By Lesley Wroughton
ABUJA, Nigeria (Reuters) - The recent goodwill of wealthy industrialized countries toward Africa could dissipate unless the continent tackles corruption, rock star and activist Bono told African finance ministers on Sunday.
"There is a window of opportunity but it could close if things like the corruption issue are not tackled or the peer review mechanisms are not felt to be real," the U2 frontman said in the Nigerian capital Abuja in one of his first speeches that emphasized malfeasance on the continent.
"The single biggest obstacle to business and the renewal of the economies in the south is corruption and the single biggest obstacle to getting start-up money for those businesses, if you want to look at aid as investment, is corruption."
Rich nations pledged last year to double aid to Africa by 2010 and cancel debts of some poorest countries, but Bono said those promises could be withdrawn if recipient governments weren't clean.
"The small 'c' in corruption is a plague as deadly as the HIV virus and it is not just the businessman, the ones that are hurt the most are always the ones that have nothing," he said.
He said taxpayers in countries like the United States were demanding more accountability from their own political leaders on where aid was spent and proper monitoring of the funds, adding: "Even European donors are thinking more carefully about who they give increased aid flows to."
Sounding more like a politician than a rock star, Bono said companies wanting to do business in Africa should see transparency as the price of admission.
"Any company that sees Africa as an economic opportunity, and we hope more of the do, has a social and moral responsibility to invest with integrity. Corruption is a problem in Africa but not just yours, it's ours," he added.

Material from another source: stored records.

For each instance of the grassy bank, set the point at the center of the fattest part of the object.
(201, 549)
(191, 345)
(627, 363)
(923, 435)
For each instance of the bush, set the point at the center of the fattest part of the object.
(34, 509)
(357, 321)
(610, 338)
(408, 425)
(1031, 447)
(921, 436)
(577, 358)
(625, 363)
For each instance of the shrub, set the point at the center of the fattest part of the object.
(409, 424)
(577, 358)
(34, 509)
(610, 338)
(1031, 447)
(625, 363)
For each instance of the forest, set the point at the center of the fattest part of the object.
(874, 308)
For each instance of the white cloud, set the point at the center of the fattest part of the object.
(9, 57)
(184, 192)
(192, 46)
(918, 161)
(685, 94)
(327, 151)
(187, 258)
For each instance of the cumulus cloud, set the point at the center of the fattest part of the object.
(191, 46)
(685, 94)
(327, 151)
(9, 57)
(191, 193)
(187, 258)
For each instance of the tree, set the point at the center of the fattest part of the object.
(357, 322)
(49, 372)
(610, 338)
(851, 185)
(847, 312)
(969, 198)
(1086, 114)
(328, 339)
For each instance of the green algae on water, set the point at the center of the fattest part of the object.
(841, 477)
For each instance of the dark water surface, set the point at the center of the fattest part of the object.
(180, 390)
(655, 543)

On oil, Bono said African oil-producing countries were also the weakest on transparency, and singled out Angola.
"When we ask where all these oil profits are going, we ought to be asking at the same time where the pay-off is coming from," he said. "Every corrupt transaction involves two parties, maybe more."

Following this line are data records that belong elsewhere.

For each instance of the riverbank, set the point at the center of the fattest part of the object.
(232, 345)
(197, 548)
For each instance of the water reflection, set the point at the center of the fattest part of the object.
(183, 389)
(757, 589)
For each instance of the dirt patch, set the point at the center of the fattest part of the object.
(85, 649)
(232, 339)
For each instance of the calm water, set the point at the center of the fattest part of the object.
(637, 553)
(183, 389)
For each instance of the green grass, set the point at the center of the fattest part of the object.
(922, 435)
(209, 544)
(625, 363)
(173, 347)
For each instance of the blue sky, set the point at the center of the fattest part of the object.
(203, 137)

The continent was open to new opportunities and wanted to help itself through increased trade, Bono said, adding, "We have to accept that a lot of the aid in the past has done more damage than good."
"The West really has to understand that Africans don't want aid, they need aid, and what Africa desires and what (it) deserves is trade as a route out of their present difficulties," he said.
"Africans may be more sick of AIDS, TB and malaria but they are plenty sick of aid."